Глотнув вина, Уильям утомлённо качнул головой и откинулся в кресле.

— Не могу. И ты знаешь, почему.

— Знаю. И продолжаю считать это несусветной глупостью! Ты никому ничем не обязан. Это твоя жизнь, а ты спускаешь её на каких-то нищих бродяг.

— Избавь меня от своих душеспасительных речей. Всё равно ты меня не переубедишь.

— Да знаю я, знаю! Но я просто обязан попытаться! Ах, Уильям, знал бы ты, сколь многого себя лишаешь… Вот, например, посмотри направо. Ммм?

Предчувствуя подвох, он всё-таки оглянулся и столкнулся взглядом с хозяйкой дома — Кэтрин Браун. Молодая леди в платье из нежно-розового атласа кокетливо улыбнулась ему, тряхнув копной тёмно-русых, блестящих, как налаченное дерево, волос. Она была очаровательна, мила, свежа… Но она ему не принадлежала.

Уильям холодно глянул на друга.

— Меня это не интересует.

— Да неужели?

— У меня есть Элизабет. Этого вполне достаточно.

— Для исполнения супружеского долга — наверняка! Но как же маленькие радости жизни? Неужели тебе ни разу не хотелось согрешить с какой-нибудь миленькой девичкой, вкусить сладкие радости запретного плода… Твоя жена ведь знатная пуританка, или я ошибаюсь?

— Мы отклонились от темы, — отрезал Уильям, одним глотком опустошив бокал. — Я хотел поговорить с тобой о моём управляющем. Цифры в его отчётах не сходятся. У меня есть стойкое ощущение, что он выводит средства куда-то на сторону, возможно, с помощью кого-то из мелкого дворянства, урезая расходы на содержание работных домов до недопустимого минимума. Текущей зимой это стоило жизни почти трём десяткам лондонцев, и ещё сотня болеет до сих пор…

— Да кто этих пауперов(4) считает?! — фыркнул Артур, закатывая глаза. — Они же плодятся как крысы! Три десятка умерло, так ещё сотня за это время народилась. Нашёл о чём беспокоиться.

Уильям смерил приятеля холодным взглядом, и тот со смехом вскинул вверх руки.

— Ладно-ладно, будем считать, что мне стало стыдно. Так чего ты от меня-то хочешь?

— Я хочу, чтобы ты поспрашивал в своих кругах, кто из низшего дворянства появляется в моих районах. Может быть, чьи-то слуги слишком часто мелькают около работных домов? Самому мне наводить справки опасно, да и не настолько у меня тёплые отношения с другими аристократами, а у тебя хорошо получается развязывать чужие языки.

— Хорошего же ты обо мне мнения, — с коротким смешком покачал головой Артур. Уильям вежливо приподнял бровь.

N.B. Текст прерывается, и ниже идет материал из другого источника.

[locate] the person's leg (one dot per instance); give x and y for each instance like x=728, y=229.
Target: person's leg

— Хочешь сказать, я не прав?

— Почему же, прав, — Артур хитро глянул на него, щурясь, словно сытый кот. — Но, если бы кто-то меньше хранил верность дурацким рыцарским идеалам, думаю, и он бы справился с этой задачей не хуже.

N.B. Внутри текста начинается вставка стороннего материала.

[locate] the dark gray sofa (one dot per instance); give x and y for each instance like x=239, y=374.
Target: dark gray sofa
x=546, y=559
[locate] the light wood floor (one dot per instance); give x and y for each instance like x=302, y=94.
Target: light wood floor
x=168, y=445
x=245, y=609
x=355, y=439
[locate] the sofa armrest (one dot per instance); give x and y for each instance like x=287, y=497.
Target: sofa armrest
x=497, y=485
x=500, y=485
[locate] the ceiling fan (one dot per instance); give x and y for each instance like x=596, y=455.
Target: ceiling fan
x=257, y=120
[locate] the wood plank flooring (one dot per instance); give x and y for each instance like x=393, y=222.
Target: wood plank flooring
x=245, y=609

— Я думаю, если бы все остальные больше следовали этим дурацким идеалам, Лондон стал бы намного чище, — холодно парировал Уильям, поднимаясь и направляясь к выходу из залы.

Разговор оставил неприятный осадочек в душе. Артур редко позволял себе высмеивать его образ жизни, а тут ещё и слова о пороке… Они задели что-то внутри него, растревожили. Всколыхнули ту тьму, которую он так тщательно и упорно сдерживал. Ту тёмную половинку его души, которая так отчаянно жаждала всего, о чём говорил Артур.

Вот только…

…- Дурак!

Хлёсткий удар трости опустился на раскрытые ладони. Уильям всхлипнул от боли, но руки не убрал. За это могли наказать ещё сильнее.

— Глупый мальчишка!

Новый удар вышел больнее предыдущих, и Уильям невольно дёрнулся назад, однако его удержали за плечо.

— Не смей отстраняться! Принимай своё наказание достойно.

— Но я же ничего не сделал…

Пощёчина обожгла лицо, и Уильям пошатнулся, устояв на ногах лишь благодаря жёсткой хватке отца.

— Ничего не сделал?! Ты вёл себя как дикарь на глазах у всего поместья! Самым неподобающим и непозволительным образом.

Уильям часто задышал, но сдержал рвущееся изнутри желание спорить. Отец был прав. Он забылся, позволил чувствам захватить себя. Позволил детям слуг вовлечь себя в игру, а это недостойно сына герцога.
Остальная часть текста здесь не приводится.